The typesetting of the novel (at least of the edition I read) has some conspicuous features as well. There are no chapter numbers or running heads, and without these usual novelistic markers, the reader subconsciously feels less like they’re reading a book by Alice Walker and more like they’re simply reading letters from two sisters. The paragraphs in my edition also weren’t justified, which gives the typesetting a less finished look and better mimics the way people deal with line breaks when writing longhand.
Walker’s story is short, fast-paced, and compulsively readable, and what I enjoyed most about it is how complicated and yet believable the characters are. The book covers about thirty years, and in that time the characters change in many ways and yet are still clearly the same people. The shifting relationships between Celie, Mr. ________ (her husband), and Shug Avery are particularly complex.
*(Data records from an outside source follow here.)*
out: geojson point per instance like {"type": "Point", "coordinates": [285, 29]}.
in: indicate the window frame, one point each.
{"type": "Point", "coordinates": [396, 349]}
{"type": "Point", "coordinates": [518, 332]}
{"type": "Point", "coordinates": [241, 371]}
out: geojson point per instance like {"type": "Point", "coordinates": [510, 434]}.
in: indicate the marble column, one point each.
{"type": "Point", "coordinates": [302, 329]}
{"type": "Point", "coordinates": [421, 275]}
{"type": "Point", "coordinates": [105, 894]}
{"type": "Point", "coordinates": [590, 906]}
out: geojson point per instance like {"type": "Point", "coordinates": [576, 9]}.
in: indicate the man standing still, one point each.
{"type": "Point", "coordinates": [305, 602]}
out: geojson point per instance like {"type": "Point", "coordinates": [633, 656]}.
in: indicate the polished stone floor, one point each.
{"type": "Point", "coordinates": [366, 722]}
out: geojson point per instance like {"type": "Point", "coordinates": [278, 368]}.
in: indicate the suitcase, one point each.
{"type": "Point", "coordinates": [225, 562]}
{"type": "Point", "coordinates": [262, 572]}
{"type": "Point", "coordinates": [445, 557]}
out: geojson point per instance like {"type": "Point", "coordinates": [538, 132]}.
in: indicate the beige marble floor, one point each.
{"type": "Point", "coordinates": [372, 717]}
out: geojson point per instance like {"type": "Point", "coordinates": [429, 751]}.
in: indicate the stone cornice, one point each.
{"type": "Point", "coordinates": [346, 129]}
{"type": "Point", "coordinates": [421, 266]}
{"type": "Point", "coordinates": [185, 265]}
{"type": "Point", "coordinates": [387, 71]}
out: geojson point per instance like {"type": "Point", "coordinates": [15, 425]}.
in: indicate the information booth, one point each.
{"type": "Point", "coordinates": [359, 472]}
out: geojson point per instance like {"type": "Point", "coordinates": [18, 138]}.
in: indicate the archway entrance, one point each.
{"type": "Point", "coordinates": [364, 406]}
And yet, even as the narrative showcases all their flaws and mistakes, I found myself empathizing with each of them and wanting them to thrive. Shug may be impulsive, selfish, and overly dramatic, but readers also see her vulnerability and her perceptive insights. Mr. ________ is abusive, lazy, and unfaithful early in the book, but he shows real growth by the end, and I wanted him to continue becoming a more healthy and giving person.
The way Walker handles spirituality also stood out to me. Spirituality comes up often (Celie addresses most of her letters to God, after all), and Walker can even get “preachy,” like when Shug lays out her theological outlook to Celie. But the spiritual content never felt out of place or heavy-handed. Many of my characters are spiritual (the lead in my WWII zombie novel, for instance, is mostly lapsed but was raised in a devout Jewish home), but I feel like I still haven’t figured out how to integrate their spirituality naturally into the narrative. As in many other areas of fiction writing, there’s plenty I can learn here from Walker’s The Color Purple.